代理 - 负载均衡
负载均衡同一模型的多个实例
代理将处理路由请求(使用 LiteLLM 的路由器)。如果您想最大化吞吐量,请在配置中设置 rpm
信息
有关路由策略/参数的更多详细信息,请参阅 路由
快速入门 - 负载均衡
步骤 1 - 在配置中设置部署
下面的配置示例。这里,模型为 gpt-3.5-turbo
的请求将被路由到 azure/gpt-3.5-turbo
的多个实例上
model_list:
- model_name: gpt-3.5-turbo
litellm_params:
model: azure/<your-deployment-name>
api_base: <your-azure-endpoint>
api_key: <your-azure-api-key>
rpm: 6 # Rate limit for this deployment: in requests per minute (rpm)
- model_name: gpt-3.5-turbo
litellm_params:
model: azure/gpt-turbo-small-ca
api_base: https://my-endpoint-canada-berri992.openai.azure.com/
api_key: <your-azure-api-key>
rpm: 6
- model_name: gpt-3.5-turbo
litellm_params:
model: azure/gpt-turbo-large
api_base: https://openai-france-1234.openai.azure.com/
api_key: <your-azure-api-key>
rpm: 1440
router_settings:
routing_strategy: simple-shuffle # Literal["simple-shuffle", "least-busy", "usage-based-routing","latency-based-routing"], default="simple-shuffle"

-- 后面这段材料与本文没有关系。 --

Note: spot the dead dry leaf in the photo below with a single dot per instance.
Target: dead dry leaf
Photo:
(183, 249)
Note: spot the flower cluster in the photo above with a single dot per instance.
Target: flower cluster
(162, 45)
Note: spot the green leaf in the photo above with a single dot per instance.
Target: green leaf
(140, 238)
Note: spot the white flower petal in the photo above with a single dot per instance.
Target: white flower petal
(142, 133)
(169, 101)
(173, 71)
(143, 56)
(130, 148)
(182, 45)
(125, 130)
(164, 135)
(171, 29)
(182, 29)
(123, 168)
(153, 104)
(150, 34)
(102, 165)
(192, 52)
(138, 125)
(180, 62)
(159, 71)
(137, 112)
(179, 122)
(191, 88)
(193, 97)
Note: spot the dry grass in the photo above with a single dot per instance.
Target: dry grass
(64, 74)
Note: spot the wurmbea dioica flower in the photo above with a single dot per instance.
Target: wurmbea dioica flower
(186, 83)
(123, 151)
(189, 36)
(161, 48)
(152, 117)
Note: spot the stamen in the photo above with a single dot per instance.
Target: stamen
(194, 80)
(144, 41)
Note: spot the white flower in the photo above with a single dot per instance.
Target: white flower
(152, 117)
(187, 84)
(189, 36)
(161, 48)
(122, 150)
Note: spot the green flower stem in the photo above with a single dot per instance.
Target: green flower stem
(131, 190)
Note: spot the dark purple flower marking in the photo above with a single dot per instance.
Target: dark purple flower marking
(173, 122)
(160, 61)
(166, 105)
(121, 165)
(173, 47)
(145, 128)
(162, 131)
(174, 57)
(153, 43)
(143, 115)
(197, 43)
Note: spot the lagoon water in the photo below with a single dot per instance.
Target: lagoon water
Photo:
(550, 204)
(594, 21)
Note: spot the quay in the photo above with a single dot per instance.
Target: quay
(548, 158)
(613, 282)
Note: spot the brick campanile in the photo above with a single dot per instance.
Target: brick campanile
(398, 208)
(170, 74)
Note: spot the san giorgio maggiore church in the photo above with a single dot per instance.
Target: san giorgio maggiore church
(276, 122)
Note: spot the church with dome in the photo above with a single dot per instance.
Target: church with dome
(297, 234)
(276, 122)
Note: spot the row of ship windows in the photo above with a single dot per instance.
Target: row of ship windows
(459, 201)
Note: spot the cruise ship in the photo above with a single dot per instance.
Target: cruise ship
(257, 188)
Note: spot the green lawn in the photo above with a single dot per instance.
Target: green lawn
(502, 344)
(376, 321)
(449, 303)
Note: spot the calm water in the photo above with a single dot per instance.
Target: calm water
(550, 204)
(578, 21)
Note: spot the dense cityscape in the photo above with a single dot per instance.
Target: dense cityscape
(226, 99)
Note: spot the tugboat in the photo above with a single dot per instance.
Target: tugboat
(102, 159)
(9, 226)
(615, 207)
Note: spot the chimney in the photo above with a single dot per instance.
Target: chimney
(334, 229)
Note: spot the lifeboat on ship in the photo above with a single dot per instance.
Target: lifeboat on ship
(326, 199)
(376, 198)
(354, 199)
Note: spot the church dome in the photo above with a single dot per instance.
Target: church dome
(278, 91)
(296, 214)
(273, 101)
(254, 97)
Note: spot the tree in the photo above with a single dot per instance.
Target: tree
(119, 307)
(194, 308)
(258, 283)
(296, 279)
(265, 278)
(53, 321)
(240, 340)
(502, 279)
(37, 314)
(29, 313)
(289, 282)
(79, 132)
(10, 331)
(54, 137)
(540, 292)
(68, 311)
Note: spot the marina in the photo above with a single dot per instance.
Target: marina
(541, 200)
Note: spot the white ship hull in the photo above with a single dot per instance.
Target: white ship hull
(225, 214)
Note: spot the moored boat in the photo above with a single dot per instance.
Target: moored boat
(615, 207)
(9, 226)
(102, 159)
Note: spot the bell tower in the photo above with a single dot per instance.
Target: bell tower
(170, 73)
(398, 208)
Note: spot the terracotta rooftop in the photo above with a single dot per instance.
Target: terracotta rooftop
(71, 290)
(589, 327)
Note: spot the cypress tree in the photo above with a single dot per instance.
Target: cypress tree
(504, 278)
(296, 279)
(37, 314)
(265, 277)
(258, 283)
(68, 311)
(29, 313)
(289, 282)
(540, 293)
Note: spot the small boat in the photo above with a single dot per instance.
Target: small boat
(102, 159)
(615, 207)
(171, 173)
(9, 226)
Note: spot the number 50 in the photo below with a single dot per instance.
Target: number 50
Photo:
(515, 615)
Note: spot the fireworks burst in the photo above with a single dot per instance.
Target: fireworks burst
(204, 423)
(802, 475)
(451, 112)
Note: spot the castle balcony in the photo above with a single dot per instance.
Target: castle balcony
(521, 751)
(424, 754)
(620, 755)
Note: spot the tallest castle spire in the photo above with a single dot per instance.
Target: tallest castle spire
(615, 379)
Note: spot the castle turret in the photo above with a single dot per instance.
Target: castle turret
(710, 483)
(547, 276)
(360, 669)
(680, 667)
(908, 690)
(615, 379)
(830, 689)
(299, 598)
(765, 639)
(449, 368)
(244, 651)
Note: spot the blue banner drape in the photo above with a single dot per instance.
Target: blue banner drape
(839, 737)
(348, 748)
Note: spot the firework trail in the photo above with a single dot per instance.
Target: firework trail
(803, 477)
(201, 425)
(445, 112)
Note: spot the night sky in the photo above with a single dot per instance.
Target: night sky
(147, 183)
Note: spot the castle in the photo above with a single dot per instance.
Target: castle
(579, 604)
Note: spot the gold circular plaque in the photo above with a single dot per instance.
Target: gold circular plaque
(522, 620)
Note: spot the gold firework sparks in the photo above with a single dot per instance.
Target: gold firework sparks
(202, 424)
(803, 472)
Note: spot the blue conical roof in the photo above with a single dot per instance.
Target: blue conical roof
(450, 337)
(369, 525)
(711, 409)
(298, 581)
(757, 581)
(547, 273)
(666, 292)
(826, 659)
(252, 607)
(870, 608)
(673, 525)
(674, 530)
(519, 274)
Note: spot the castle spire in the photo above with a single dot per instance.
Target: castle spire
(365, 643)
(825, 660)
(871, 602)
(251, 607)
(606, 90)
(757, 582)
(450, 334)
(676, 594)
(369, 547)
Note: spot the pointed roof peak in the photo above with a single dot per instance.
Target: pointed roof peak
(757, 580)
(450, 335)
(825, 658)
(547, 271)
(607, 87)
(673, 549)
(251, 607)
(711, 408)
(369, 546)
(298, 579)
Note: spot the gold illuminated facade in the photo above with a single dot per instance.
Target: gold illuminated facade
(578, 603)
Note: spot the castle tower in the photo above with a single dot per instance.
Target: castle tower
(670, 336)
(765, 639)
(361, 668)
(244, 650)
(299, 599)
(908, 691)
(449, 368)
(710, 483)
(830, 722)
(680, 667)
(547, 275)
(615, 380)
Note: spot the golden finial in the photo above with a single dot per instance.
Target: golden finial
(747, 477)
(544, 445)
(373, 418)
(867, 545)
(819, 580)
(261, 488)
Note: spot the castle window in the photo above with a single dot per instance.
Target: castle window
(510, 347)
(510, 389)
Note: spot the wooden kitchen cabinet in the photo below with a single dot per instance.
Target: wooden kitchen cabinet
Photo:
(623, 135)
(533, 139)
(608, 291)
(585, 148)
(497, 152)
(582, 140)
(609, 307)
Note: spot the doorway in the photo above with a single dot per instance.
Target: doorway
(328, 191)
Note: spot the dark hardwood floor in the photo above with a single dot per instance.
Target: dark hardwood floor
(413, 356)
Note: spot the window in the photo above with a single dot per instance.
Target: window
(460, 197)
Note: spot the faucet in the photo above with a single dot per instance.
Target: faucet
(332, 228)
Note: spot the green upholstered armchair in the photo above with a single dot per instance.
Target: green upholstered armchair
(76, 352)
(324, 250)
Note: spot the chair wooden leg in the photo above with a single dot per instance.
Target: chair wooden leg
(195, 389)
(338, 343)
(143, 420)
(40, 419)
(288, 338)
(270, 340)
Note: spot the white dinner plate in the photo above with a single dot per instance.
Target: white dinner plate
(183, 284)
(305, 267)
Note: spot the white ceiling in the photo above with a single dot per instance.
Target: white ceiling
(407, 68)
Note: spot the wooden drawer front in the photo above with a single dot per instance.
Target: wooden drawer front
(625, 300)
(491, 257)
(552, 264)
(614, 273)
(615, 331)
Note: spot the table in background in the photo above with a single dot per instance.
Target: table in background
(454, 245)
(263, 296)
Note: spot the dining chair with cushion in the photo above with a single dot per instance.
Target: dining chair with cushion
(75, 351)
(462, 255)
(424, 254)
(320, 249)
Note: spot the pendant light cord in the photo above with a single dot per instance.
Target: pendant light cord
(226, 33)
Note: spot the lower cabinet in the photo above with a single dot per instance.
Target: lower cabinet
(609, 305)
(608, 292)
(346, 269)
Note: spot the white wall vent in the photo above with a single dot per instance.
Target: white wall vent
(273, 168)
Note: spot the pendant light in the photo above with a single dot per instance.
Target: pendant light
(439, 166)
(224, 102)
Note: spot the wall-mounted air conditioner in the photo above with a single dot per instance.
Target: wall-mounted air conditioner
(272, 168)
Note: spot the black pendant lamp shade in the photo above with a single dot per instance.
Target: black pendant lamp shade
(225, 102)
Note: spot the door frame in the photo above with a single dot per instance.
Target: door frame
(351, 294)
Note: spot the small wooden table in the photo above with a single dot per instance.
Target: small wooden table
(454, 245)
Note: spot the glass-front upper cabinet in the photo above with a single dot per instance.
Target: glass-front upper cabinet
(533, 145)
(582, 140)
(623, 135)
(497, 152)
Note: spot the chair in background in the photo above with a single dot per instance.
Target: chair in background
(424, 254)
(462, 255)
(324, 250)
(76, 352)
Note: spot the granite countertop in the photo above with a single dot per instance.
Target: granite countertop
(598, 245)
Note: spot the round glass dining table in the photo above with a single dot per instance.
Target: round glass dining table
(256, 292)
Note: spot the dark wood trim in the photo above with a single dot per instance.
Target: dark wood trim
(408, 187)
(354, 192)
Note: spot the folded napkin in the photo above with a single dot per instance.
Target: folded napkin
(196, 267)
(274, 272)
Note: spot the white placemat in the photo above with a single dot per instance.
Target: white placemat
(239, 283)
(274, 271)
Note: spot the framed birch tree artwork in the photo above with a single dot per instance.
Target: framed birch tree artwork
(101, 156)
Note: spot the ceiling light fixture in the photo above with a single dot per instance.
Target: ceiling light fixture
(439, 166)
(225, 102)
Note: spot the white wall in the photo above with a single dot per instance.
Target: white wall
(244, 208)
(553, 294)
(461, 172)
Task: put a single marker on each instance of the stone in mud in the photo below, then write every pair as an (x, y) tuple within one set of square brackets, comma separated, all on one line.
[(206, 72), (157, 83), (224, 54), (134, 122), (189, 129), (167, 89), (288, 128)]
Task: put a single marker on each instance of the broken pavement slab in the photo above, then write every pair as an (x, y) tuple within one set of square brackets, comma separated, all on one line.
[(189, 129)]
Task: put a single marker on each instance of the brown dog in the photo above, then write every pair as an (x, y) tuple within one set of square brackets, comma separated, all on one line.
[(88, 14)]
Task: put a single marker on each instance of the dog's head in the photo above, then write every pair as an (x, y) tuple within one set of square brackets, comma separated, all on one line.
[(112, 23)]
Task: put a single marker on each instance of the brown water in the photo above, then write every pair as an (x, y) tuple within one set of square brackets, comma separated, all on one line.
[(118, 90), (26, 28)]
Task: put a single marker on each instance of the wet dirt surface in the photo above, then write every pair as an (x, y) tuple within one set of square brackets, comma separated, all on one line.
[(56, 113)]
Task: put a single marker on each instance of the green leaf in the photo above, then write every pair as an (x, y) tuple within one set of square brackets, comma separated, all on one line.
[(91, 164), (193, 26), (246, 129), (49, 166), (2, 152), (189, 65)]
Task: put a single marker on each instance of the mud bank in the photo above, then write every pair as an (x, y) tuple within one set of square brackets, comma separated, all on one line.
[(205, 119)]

model_group_alias: {"gpt-4": "gpt-3.5-turbo"} # all requests with `gpt-4` will be routed to models with `gpt-3.5-turbo`
num_retries: 2
timeout: 30 # 30 seconds
redis_host: <your redis host> # set this when using multiple litellm proxy deployments, load balancing state stored in redis
redis_password: <your redis password>
redis_port: 1992
信息
步骤 2:使用配置启动代理
$ litellm --config /path/to/config.yaml
测试 - 简单调用
这里,模型为 gpt-3.5-turbo 的请求将被路由到 azure/gpt-3.5-turbo 的多个实例上
👉 关键变化:model="gpt-3.5-turbo"
检查响应头中的 model_id
以确保请求正在进行负载均衡
- OpenAI Python v1.0.0+
- Curl 请求
- Langchain
import openai
client = openai.OpenAI(
api_key="anything",
base_url="http://0.0.0.0:4000"
)
response = client.chat.completions.create(
model="gpt-3.5-turbo",
messages = [
{
"role": "user",
"content": "this is a test request, write a short poem"
}
]
)
print(response)
curl --location 'http://0.0.0.0:4000/chat/completions' \
--header 'Content-Type: application/json' \
--data '{
"model": "gpt-3.5-turbo",
"messages": [
{
"role": "user",
"content": "what llm are you"
}
]
}'
from langchain.chat_models import ChatOpenAI
from langchain.prompts.chat import (
ChatPromptTemplate,
HumanMessagePromptTemplate,
SystemMessagePromptTemplate,
)
from langchain.schema import HumanMessage, SystemMessage
import os
os.environ["OPENAI_API_KEY"] = "anything"
chat = ChatOpenAI(
openai_api_base="http://0.0.0.0:4000",
model="gpt-3.5-turbo",
)
messages = [
SystemMessage(
content="You are a helpful assistant that im using to make a test request to."
),
HumanMessage(
content="test from litellm. tell me why it's amazing in 1 sentence"
),
]
response = chat(messages)
print(response)
测试 - 负载均衡
在此请求中,将发生以下情况
- 将引发速率限制异常
- LiteLLM 代理将在模型组上重试请求(默认为 3 次)。
curl -X POST 'http://0.0.0.0:4000/chat/completions' \
-H 'Content-Type: application/json' \
-H 'Authorization: Bearer sk-1234' \
-d '{
"model": "gpt-3.5-turbo",
"messages": [
{"role": "user", "content": "Hi there!"}
],
"mock_testing_rate_limit_error": true
}'
使用多个 LiteLLM 实例进行负载均衡(Kubernetes,自动扩缩容)
LiteLLM 代理支持在多个 LiteLLM 实例之间共享 rpm/tpm,传入 redis_host
、redis_password
和 redis_port
以启用此功能。(LiteLLM 将使用 Redis 跟踪 rpm/tpm 使用情况)
配置示例
model_list:
- model_name: gpt-3.5-turbo
litellm_params:
model: azure/<your-deployment-name>
api_base: <your-azure-endpoint>
api_key: <your-azure-api-key>
rpm: 6 # Rate limit for this deployment: in requests per minute (rpm)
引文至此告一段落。